I felt calm. There was shouting and some spraying of chips. When the robbers entered the second room, away from me, I was just hoping that the game host and others would play it right. Don't do anything stupid.
They marched me up and had me lie on the floor in between the two rooms. Then they brought me back near the front door and emptied my pockets. My cell phone, my keys and my wallet. I wish I had thrown my keys somewhere. Maybe had my ID separate from my wallet, which had cash in it to keep someone from freaking out if they didn't see anything there. I wish I had at least disabled the battery on my cell phone.

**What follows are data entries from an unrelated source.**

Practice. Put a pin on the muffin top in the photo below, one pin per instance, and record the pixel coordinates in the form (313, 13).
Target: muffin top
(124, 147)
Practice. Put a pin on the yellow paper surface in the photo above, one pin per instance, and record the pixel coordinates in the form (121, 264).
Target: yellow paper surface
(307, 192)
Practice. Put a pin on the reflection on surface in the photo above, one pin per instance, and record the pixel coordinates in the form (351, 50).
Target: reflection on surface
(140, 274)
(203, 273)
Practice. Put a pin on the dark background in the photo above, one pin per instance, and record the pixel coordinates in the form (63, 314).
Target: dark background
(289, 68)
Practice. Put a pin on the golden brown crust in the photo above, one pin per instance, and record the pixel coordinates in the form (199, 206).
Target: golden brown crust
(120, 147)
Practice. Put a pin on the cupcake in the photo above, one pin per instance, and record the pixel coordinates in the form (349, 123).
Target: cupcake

I wish. All I could think of at that moment was to remain calm. And breathe right.
They had me lie curled up on the futon. I couldn't hear too much, but inside I was calm.
Just be careful and calm. You don't know how this is going to play out but hopefully it will be okay.
Where is the rest of the money? They asked. They made one guy go through their bag of keys and wallets to find the key to the storage room where the game host had his lockbox.
Throughout it, I felt fine. I kind of was relieved that it wasn't a police bust. In a sick way, it was exciting, you got that same gambler's rush of not knowing what to expect next. Like I've said long before, this is the real no-limit contest. It's your life. Do you enjoy playing so much that it's worth this to you?
I was a little concerned later on when they started tying people's hands and bringing them into the other room. My hands still weren't tied. And I was the last one to go from the front room to the back.
In the back room, where the second table was, some guy tried to tie up my hands but the cord was too short. Another guy tied my hands behind my back later. They pushed me into the bathroom where all the rest of the people were.
I could see some people crushed into the bathtub, I must have been on at least four other people. Some people were breathing heavily and I hoped that nobody was hurt or suffocating. I see Mark two people in front of me. His glasses are still intact and he looks okay. I don't see anybody physically injured.
Eventually we heard silence. Me and the very last guy, a black guy, turned around and saw they had thrown the second poker table on us. Chips were everywhere. Some broken glass.
But they had left. The black guy helped untie me and we cautiously peered around into the second room. They were gone.
My cell phone, etc. were gone. Luckily Mark still had his keys. We had to drive to my landlord to get a second set, to cancel credit cards and make sure he could change my locks the next day.
Having lost my driver's license, I didn't feel very secure. I grabbed my passport, other ID, my two laptops and some other things.
Mark drove me back to get my car. The game host and some other players were still looking around for whoever did this, angry expressions on their faces. The host wanted to know how much we lost. The money is not, and will never be, important to me in a situation like this. I don't need to be recompensated.
"Just be careful," I told the host. "You're a good guy and don't do anything risky."
So after a one-outer and some guns, a plus-EV game is now history. I genuinely liked all of the players there. I am relieved that my friends were not hurt. Getting robbed is a time-honored part of a poker player's life. But something I only want to experience once in my lifetime.
It's a good reminder. What are your priorities? What are you willing to risk to pursue your passion? When is it not worth it?
I originally was planning to title my next post with "Only the dead know the end of money," a play on Plato's "Only the dead know the end of war." I was mainly going to write about the nonstop conflict for chips online I've experienced this weekend. You blow up my Humvees. I RPG you.
But now I see another meaning to it. We play for chips and money is how we keep score but there are people out there who only see money and the power that comes with just taking it. We need to heed these things and let eye openers on the table and in life that allow us to squeak by unharmed teach us in the process.